André Pawlak (1. FC Köln): „In der ersten Halbzeit habe ich uns überlegen gesehen. Wir haben immer wieder gut von hinten herausgespielt, das waren 35 richtig gute Minuten. Wir hatten viele Situationen, die wir im letzten Moment geblockt haben. Mich ärgert ein bisschen, dass wir die Konter nicht zu Ende gespielt haben. Aber ich glaube, so kann man gut wieder abtreten.

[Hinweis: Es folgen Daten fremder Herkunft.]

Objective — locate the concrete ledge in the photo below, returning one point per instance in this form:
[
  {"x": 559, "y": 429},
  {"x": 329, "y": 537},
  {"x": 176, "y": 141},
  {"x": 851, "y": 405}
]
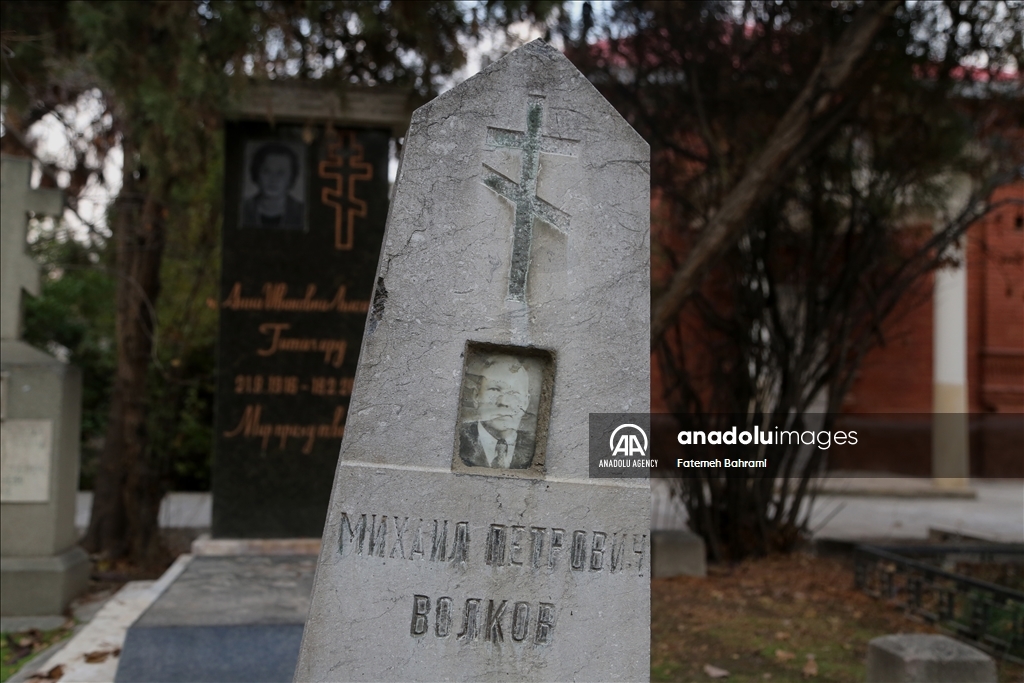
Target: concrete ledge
[
  {"x": 913, "y": 657},
  {"x": 42, "y": 586},
  {"x": 677, "y": 553},
  {"x": 229, "y": 547}
]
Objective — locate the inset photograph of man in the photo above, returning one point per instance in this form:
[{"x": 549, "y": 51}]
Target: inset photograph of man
[
  {"x": 274, "y": 186},
  {"x": 501, "y": 400}
]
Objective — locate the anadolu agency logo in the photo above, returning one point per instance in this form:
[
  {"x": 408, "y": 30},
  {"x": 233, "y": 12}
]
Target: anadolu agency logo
[{"x": 628, "y": 445}]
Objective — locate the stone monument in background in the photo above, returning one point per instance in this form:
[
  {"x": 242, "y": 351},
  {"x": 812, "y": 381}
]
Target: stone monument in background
[
  {"x": 41, "y": 567},
  {"x": 306, "y": 197},
  {"x": 465, "y": 540}
]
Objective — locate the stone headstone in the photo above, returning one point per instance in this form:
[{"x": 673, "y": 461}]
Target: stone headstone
[
  {"x": 918, "y": 657},
  {"x": 41, "y": 568},
  {"x": 305, "y": 207},
  {"x": 465, "y": 539}
]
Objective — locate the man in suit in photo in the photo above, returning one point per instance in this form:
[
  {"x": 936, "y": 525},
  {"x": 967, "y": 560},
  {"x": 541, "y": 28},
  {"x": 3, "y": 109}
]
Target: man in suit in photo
[
  {"x": 496, "y": 438},
  {"x": 273, "y": 169}
]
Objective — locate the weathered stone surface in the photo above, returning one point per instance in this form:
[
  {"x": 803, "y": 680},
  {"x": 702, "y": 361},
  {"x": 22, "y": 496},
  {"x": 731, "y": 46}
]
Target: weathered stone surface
[
  {"x": 915, "y": 657},
  {"x": 518, "y": 240},
  {"x": 41, "y": 569}
]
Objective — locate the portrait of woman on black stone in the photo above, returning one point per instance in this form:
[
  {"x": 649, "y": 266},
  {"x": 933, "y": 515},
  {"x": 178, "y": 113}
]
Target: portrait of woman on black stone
[{"x": 273, "y": 187}]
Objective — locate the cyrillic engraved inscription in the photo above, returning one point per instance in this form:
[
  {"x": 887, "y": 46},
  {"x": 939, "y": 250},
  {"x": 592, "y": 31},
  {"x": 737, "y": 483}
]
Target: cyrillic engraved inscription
[
  {"x": 500, "y": 619},
  {"x": 506, "y": 548}
]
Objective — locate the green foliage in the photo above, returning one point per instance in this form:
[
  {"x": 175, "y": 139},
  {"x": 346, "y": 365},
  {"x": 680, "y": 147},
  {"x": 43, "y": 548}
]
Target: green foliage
[
  {"x": 164, "y": 73},
  {"x": 790, "y": 311}
]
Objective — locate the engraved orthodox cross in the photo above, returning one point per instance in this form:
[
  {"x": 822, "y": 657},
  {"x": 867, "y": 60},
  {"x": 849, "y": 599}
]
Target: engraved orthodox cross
[
  {"x": 347, "y": 150},
  {"x": 523, "y": 195}
]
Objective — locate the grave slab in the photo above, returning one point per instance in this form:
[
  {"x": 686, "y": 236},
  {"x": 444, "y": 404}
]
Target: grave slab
[
  {"x": 465, "y": 540},
  {"x": 915, "y": 657},
  {"x": 222, "y": 620}
]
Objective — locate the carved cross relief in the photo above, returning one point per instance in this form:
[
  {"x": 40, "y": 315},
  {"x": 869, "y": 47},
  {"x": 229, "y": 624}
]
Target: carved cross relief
[{"x": 522, "y": 195}]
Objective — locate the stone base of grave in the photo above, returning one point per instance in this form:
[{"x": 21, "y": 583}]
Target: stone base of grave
[
  {"x": 913, "y": 657},
  {"x": 224, "y": 619},
  {"x": 677, "y": 553},
  {"x": 42, "y": 586}
]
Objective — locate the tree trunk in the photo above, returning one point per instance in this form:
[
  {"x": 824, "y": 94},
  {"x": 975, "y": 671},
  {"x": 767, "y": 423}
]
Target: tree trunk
[
  {"x": 128, "y": 488},
  {"x": 814, "y": 101}
]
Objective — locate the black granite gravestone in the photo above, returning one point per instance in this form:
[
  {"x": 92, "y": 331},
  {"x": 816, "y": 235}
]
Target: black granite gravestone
[{"x": 303, "y": 220}]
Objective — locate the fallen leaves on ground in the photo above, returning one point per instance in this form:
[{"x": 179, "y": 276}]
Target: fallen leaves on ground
[
  {"x": 100, "y": 655},
  {"x": 53, "y": 674},
  {"x": 806, "y": 604}
]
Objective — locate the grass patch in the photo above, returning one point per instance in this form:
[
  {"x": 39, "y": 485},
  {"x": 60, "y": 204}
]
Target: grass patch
[{"x": 16, "y": 649}]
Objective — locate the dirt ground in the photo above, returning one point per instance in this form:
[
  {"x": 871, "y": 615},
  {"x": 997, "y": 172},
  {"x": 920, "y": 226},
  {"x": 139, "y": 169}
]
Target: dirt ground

Am Morgen hatten wir noch eine Videokonferenz mit Steffen Baumgart, während des Spiels gar nicht. In der Halbzeit haben wir ihn dazugeschaltet und die Köpfe zusammengesteckt, weil wir im Zentrum umstellen wollten. Während des Spiels gab es keinen direkten Kontakt, nach dem Spiel haben wir telefoniert. Meine Stimme ist angeschlagen, ich bin gar nicht mehr daran gewöhnt, so viel und so laut zu sprechen. Ich war ganz froh, dass nur 10.000 Zuschauer da waren, mit 50.000 wäre es schwierig geworden.“

Das sagen wir

Die Kölner Mannschaft bewies am Samstag ihren fortschreitenden Reifegrad. Die Mannschaft zeigte sich auch in Abwesenheit ihres Trainers bemerkenswert gefestigt und hat seit dem Sommer an immer neuen Details gearbeitet, es gibt mittlerweile zahlreiche Abläufe, an denen sich die Spieler festhalten können, wenn der Gegner den Druck erhöht. Dass der FC zahlreiche außergewöhnlich spielintelligente Profis beschäftigt, ist ein weiterer Faktor, weshalb die Mannschaft auch ohne ihren Trainer gegen einen der am besten organisierten Gegner der Liga zu null gewinnen kann. Nach 21 Spieltagen haben die Kölner nun 32 Punkte gesammelt – vor einem Jahr waren es nach dem 34. Spieltag 33.